BY LAURA PARKER
In Bangladesh, low-lying and vulnerable to yearly flooding, farmers are shifting from raising chickens to raising ducks. Ducks can swim.
In the Philippines, where half the mangrove forests have been lost to development, biologists are replanting the trees to recreate nature’s protective coastal shield against deadly typhoons. The gnarled tangle of mangrove roots slows the movement of tidal waters, reducing the impact of storm surges and waves.
These efforts have been undertaken to ease the pain of climate change. Now world leaders say it’s time to do much more.
Until recently, the consequences of climate change were thought to be so far into the future that many average people, including those who live in coastal zones, declared they needn’t bother; they’d be long dead by the time catastrophe struck.
No more. Climate change is here, costing billions of dollars every year to recover from destructive events. Without adapting to that new reality, the world will confront rising costs of disasters that put economic growth, health, and in some places, even survival at risk. The World Bank estimates that extreme weather events could push 100 million people back into extreme poverty by 2030 if the world fails to adapt.
To spur action, a coalition led by billionaire Bill Gates, former United Nations Secretary General Ban Ki-moon, and World Bank CEO Kristalina Georgieva on Tuesday launched the Global Commission on Adaptation to lessen the damage.
“Without urgent adaptation and action, we risk undermining food, energy, and water security for decades to come,” Ki-moon said in a briefing. “Adaptation action is not only the right action to do, it is the smart thing. The costs of adapting are less than the cost of doing business as usual.”
The new group, on a two-year mission, intends to bolster funding and search for sensible solutions as practical as Bangladesh’s trading chickens for ducks. The commission has recruited 28 commissioners and political leaders from 17 nations, including Germany, Canada, Mexico, China, India, and Britain. (The United States is not part of the group.) Additionally, 25 leaders from around the world, including China’s environment minister, Germany’s economic development minister, and the mayors of Paris and Miami, also signed on to the group.
This year, on track to become the fourth hottest on record, would seem to make the case for adaptation, as a string of climate-related disasters has played out all over the world. Wildfires spread through drought-stricken California, Sweden, Portugal, and Greece. Heatwaves killed hundreds of people from Japan to Britain. Back-to-back hurricanes in the southeastern United States killed more than 35 people, while one of the most powerful Pacific storms of the year, Typhoon Mangkhut, hit Guam, the Philippines, Hong Kong and southern China.

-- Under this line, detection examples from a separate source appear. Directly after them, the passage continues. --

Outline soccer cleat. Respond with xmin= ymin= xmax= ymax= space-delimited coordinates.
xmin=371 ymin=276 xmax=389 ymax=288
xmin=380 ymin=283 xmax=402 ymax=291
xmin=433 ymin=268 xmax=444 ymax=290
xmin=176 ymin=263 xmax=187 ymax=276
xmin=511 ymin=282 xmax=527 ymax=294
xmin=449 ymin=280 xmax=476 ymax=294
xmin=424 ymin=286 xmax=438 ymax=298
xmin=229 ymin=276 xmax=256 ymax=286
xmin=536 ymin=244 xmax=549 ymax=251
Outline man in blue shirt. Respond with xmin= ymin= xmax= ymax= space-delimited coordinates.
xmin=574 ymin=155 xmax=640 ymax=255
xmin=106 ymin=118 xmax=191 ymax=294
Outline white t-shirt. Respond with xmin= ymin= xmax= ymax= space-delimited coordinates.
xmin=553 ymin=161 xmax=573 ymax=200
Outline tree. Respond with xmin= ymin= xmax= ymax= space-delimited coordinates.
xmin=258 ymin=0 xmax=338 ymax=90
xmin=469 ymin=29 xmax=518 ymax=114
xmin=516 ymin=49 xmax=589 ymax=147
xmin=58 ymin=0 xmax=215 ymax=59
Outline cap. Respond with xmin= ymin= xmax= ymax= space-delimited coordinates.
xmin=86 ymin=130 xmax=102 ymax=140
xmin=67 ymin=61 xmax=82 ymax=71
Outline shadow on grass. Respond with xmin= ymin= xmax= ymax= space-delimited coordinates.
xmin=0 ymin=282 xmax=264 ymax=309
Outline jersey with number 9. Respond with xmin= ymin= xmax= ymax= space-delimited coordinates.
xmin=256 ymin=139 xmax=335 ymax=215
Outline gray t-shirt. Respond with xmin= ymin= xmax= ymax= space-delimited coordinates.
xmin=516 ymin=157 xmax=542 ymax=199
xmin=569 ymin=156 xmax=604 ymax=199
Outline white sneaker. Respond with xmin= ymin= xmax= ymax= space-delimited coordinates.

“We are at a moment of high risk and great promise,” Gates said in a statement. “We need policies to help vulnerable populations adapt and we need to ensure that governments … are … supporting innovation and helping deliver those breakthroughs to … places that need them the most.”
The commission will spend a year sorting out the best adaptation approaches and present a plan to the 2019 United Nations climate summit.
Like “walking and breathing”
The trio’s call for adaptation, coming on the heels of last week’s Intergovernmental Panel on Climate Change report that warned the world has little time to respond to a warming planet, might signal a note of despair.
But Georgieva said that’s not the case. “For quite a while there has been that sense that if we adapt, that means we are accepting defeat against climate change,” she said at the briefing. “It is not defeat, it is reality.”
“We are the last generation that can change the course of climate change, that can mitigate climate change effectively and the first generation that has to live with the consequences,” she said. “It has to be mitigate and adapt at the same time.”